Evolution of social behaviors in noisy environments
Guocheng Wang, Qi Su, Long Wang, Joshua B. Plotkin
TL;DR
This work extends evolutionary game theory to account for random changes in the social environment, so that mutual cooperation may bring different rewards today than it brings tomorrow, for example.
Abstract
Evolutionary game theory offers a general framework to study how behaviors evolve by social learning in a population. This body of theory can accommodate a range of social dilemmas, or games, as well as real-world complexities such as spatial structure or behaviors conditioned on reputations. Nonetheless, this approach typically assumes a deterministic payoff structure for social interactions. Here, we extend evolutionary game theory to account for random changes in the social environment, so that mutual cooperation may bring different rewards today than it brings tomorrow, for example.

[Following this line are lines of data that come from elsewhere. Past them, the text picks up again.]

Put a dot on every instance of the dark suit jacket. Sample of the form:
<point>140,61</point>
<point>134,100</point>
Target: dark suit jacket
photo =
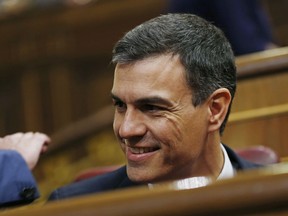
<point>17,184</point>
<point>118,179</point>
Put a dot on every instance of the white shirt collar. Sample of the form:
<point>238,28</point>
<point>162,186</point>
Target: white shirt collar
<point>227,170</point>
<point>194,182</point>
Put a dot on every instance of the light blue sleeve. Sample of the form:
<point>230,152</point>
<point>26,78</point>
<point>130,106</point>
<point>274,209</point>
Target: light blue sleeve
<point>17,184</point>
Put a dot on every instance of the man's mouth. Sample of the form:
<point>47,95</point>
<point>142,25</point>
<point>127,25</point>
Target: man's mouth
<point>142,150</point>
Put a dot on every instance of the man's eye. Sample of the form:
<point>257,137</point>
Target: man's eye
<point>149,107</point>
<point>119,105</point>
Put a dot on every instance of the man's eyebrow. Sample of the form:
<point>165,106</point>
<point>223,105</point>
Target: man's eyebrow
<point>154,100</point>
<point>114,97</point>
<point>147,100</point>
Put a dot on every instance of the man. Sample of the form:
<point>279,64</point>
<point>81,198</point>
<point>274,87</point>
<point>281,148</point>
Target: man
<point>19,154</point>
<point>174,82</point>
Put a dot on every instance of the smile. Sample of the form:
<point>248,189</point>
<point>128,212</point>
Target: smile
<point>142,150</point>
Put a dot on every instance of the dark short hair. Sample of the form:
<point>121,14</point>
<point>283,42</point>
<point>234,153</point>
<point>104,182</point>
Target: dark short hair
<point>202,48</point>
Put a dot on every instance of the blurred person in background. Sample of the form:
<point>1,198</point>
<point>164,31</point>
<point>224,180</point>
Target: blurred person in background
<point>244,22</point>
<point>19,154</point>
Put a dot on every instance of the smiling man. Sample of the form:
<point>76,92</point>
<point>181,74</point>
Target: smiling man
<point>174,81</point>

Even when such environmental noise is unbiased, we find it can have a qualitative impact on the behaviors that evolve in a population. Noisy payoffs can permit the stable co-existence of cooperators and defectors in the prisoner's dilemma, for example, as well as bistability in snowdrift games and stable limit cycles in rock-paper-scissors games -- dynamical phenomena that cannot occur in the absence of noise. We conclude by discussing the relevance of our framework to scenarios where the nature of social interactions is subject to external perturbations.